Sin lugar a duda las encuestas publicadas por La Prensa presentan la realidad del estado de la nación en un momento dado y deben ser analizadas y consideradas por todos los actores de la vida pública, en particular por el Ejecutivo, quien es al final, como rector y líder en un país pequeño y presidencialista como el nuestro donde la acción del Estado tiene una inherencia muy importante en su desarrollo, el que debe tomar las acciones necesarias para dirigir el país por los senderos más indicados para su recuperación económica.

La percepción que tiene el ciudadano sobre la situación económica del país es real: el desempleo sigue creciendo y la economía sigue en deterioro. Estos son los aspectos donde la encuesta marcó el más alto índice de disconformidad y que tienen, como resultado, un reflejo directo en la parte política de la encuesta.

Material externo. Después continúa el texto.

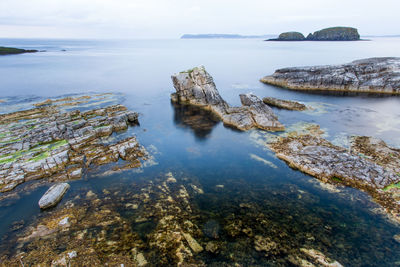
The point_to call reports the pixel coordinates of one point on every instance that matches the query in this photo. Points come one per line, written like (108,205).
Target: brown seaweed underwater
(220,201)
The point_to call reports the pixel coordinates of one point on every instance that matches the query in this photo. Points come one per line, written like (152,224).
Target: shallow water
(199,150)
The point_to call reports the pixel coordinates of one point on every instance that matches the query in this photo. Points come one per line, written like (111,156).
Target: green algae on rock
(371,75)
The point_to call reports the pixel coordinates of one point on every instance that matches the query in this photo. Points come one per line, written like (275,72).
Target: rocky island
(328,34)
(196,87)
(46,142)
(369,164)
(371,75)
(12,51)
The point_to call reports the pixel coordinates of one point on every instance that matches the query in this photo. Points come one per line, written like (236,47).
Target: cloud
(160,18)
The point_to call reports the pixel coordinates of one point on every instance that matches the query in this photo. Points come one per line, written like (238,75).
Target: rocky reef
(46,142)
(196,87)
(365,165)
(371,75)
(12,51)
(289,36)
(335,34)
(284,104)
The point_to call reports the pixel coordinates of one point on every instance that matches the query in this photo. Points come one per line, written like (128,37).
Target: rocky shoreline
(45,142)
(371,75)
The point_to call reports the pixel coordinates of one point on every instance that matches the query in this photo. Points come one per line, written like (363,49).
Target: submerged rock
(284,104)
(371,75)
(335,34)
(53,195)
(289,36)
(196,87)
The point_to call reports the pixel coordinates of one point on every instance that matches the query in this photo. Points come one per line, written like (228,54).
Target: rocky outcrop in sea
(371,75)
(369,164)
(328,34)
(335,34)
(196,87)
(46,142)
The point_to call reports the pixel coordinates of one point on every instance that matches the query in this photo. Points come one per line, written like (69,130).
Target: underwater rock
(47,142)
(371,75)
(319,258)
(53,195)
(196,87)
(284,104)
(211,229)
(194,245)
(265,244)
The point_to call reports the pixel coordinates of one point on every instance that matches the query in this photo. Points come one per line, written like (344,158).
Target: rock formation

Por supuesto, que en un país presidencialista el ciudadano común y ante preguntas dirigidas, solo puede achacar los problemas del país al gobierno de turno. Pero la realidad es otra. No se puede culpar a la gestión del gobierno de la presidenta Moscoso como la génesis de la crisis económica que abate al país en este momento, pues desde el año 1998 nuestra economía mostraba signos de decrecimiento y causales externas e internas coincidieron durante estos años para agravar el estado de la economía del país.

No obstante, las encuestas muestran la realidad del estado de la nación y no pueden ser soslayadas.

Conducir la nave del país en aguas turbulentas no es una tarea fácil, se requiere astucia y un buen equipo de trabajo. En mi opinión, la única forma que tiene el Ejecutivo de borrar esta percepción negativa que tiene la mayoría de los panameños de la ejecución gubernamental, es actuar con acción y liderazgo.

El Ejecutivo debe, en estos momentos que la crisis económica se acentúa y que está afectando cada día a muchos más panameños, tomar la iniciativa , mostrar un equipo ministerial coherente con una sola línea de trabajo, un control adecuado del gasto público, hacerle frente a la corrupción y presentar una estrategia económica con proyectos que puedan, a corto y mediano plazo, permitir la recuperación económica del país.